XII. Annealed oligo cloning
For the insertion of small elements into a vector, two oligos containing the desired sequence were mixed at a molar ratio of 1 : 1 and incubated for 15 minutes at 100 °C, subsequently the temperature was gradually decreased to room temperature over the course of 3 hours. The annealed oligos were ligated into a plasmid with the appropriate overhangs using the T4 ligase from NEB.
XIII. Sequencing
Plasmids that were verified by restriction digestion were sent to sequencing by GATC biotech. The concentration of the DNA samples was adjusted to 30 – 50 ng/µL at a total volume 20 µL. The appropriate primer required for the sequencing reaction were sent in an additional microtube at a concentration of 10 µM. The sequencing results were analyzed using the Geneious software.
Bacillus subtilis
I. Cultivation and germination of Spores
The Bacillus subtilis strains were grown and kept on 1,5% LB. The dilutions were grown in the incubator at 37°C with 200 rpm. To germinate spores, the samples were also diluted with LB and incubated over night.
II. Sporulation
The production of spores from Bacillus subtilis takes up to 24 hours. The samples were diluted in LB at 37°C with 200 rpm until they reach their exponential growth phase and then put in difco sporulation medium (DSM) which exerts pressure on them. After 24 hours of incubation most of the cells are sporulated.

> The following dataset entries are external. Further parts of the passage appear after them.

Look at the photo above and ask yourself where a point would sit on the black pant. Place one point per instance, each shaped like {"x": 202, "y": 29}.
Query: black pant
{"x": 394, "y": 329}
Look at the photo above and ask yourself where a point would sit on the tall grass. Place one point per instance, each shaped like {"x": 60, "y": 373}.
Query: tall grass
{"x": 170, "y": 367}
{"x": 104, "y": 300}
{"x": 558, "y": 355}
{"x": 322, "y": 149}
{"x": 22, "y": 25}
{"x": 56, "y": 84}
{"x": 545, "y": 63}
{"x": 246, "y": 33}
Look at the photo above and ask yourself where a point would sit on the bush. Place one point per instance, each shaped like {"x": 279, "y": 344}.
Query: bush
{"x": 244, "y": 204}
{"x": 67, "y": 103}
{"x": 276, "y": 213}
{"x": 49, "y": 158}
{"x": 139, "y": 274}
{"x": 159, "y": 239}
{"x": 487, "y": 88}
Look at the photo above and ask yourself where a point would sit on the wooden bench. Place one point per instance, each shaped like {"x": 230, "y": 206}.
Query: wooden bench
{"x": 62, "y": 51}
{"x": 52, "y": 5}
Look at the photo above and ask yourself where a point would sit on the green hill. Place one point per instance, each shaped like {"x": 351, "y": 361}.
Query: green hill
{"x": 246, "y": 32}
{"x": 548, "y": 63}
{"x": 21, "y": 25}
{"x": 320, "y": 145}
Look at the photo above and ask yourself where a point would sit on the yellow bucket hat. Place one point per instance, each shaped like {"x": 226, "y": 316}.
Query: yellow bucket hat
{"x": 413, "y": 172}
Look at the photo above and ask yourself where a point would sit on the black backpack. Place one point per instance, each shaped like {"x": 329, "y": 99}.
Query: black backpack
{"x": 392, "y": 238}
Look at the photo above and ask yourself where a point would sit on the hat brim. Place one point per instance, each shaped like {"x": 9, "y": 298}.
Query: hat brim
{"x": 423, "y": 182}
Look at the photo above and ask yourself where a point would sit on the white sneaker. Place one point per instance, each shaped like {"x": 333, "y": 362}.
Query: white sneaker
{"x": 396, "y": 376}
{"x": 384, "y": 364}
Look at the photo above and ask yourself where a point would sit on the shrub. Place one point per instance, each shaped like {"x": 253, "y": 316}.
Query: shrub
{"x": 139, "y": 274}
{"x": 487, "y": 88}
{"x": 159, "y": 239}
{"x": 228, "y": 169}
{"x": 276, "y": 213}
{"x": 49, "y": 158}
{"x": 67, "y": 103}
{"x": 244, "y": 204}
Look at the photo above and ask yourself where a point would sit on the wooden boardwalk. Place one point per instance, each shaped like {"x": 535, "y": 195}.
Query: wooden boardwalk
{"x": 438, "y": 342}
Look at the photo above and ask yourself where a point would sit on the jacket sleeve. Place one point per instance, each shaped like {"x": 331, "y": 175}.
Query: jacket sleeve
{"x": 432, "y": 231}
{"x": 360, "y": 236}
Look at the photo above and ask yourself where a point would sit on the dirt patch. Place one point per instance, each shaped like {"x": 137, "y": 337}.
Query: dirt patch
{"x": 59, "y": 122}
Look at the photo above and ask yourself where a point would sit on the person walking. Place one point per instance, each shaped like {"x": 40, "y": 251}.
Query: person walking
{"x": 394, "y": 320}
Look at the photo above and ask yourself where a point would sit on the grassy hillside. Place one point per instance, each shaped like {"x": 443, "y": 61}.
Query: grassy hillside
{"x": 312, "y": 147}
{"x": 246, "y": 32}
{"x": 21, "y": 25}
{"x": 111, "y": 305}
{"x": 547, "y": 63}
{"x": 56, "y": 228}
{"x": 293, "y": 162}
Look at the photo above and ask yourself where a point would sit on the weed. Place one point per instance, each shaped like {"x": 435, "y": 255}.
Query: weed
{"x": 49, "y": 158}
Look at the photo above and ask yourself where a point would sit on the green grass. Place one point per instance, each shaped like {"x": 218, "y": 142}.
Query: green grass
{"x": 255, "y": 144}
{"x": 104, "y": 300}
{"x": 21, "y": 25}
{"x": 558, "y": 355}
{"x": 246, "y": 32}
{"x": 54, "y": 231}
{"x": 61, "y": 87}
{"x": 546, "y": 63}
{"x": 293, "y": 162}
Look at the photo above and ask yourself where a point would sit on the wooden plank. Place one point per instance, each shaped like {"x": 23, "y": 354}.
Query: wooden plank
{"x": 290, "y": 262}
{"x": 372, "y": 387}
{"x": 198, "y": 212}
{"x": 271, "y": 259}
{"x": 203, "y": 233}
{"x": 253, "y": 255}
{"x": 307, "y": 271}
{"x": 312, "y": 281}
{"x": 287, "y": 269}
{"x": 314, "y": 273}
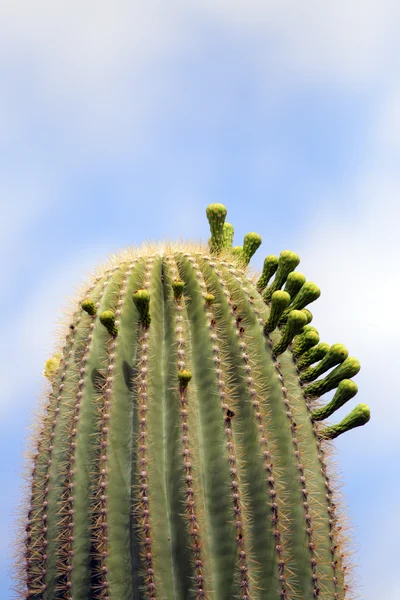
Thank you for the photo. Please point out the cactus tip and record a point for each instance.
(360, 415)
(252, 241)
(51, 365)
(184, 377)
(89, 306)
(216, 214)
(209, 299)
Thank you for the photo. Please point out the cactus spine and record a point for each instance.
(182, 453)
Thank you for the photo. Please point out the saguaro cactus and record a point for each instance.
(182, 452)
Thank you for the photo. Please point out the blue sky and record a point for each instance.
(120, 124)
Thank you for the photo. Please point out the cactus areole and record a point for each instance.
(182, 452)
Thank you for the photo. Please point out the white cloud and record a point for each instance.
(353, 258)
(31, 332)
(105, 67)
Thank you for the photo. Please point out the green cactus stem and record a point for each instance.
(89, 306)
(309, 292)
(51, 366)
(107, 318)
(216, 215)
(305, 340)
(227, 236)
(287, 263)
(295, 322)
(252, 241)
(141, 299)
(279, 301)
(336, 355)
(347, 369)
(238, 251)
(346, 390)
(182, 456)
(313, 355)
(294, 282)
(269, 269)
(360, 415)
(178, 286)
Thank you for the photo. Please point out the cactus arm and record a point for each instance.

III. Competent cells + Transformation
To make Bacillus subtilis competent, the samples were diluted in minimal medium and grown until they reached an OD600 of 1,0-1,3/ml. 1000ng of DNA was added to 400ul of the competent cells, incubated and streaked on selective agar.
Targeting
1. (3-Glycidyloxypropyl)trimethoxysilane (GOPTS) - Coating of microscope slides
Glass slides were washed with EtOH (70%) and ddH2O and activated by oxygen plasma (300s, 50% Power, Plasma Cleaner ZEPTO, Electronic Diener). The activated surface was incubated with GOPTS (50µl, 2h, darkness). The slides were then washed with acetone (99,9%) to remove excess GOPTS.
2. Spotting
A spotting mask (silicone, CultureWell™) was used to evenly create sample spots on slides. The spots were incubated with protein solution (GFP/anti-GFP nanobody) (2µl, 15 min, 4°C, darkness) of different concentrations. Blocking was done with a BSA (4%)- or milk protein (5%)-solution.
3. Spore binding assay
A solution of spores (of different concentrations) was pipetted on a nanobody spot and incubated for 20 min. Excess spore were washed off using PBS(1x) (Phosphate Buffered Saline) (10 min, 10 rpm).
4. Sample preparation
After washing the slides were dried with compressed air. A Mowiol/DABCO (2.5%) mounting solution was used to avoid withering of the proteins (amount depending on size of the cover slip). The samples have been incubated overnight. The coverslips were sealed with nail polish.
5. Fluorescence microscopy
Sample analysis was done by fluorescence microscopy (Nikon C2+ confocal).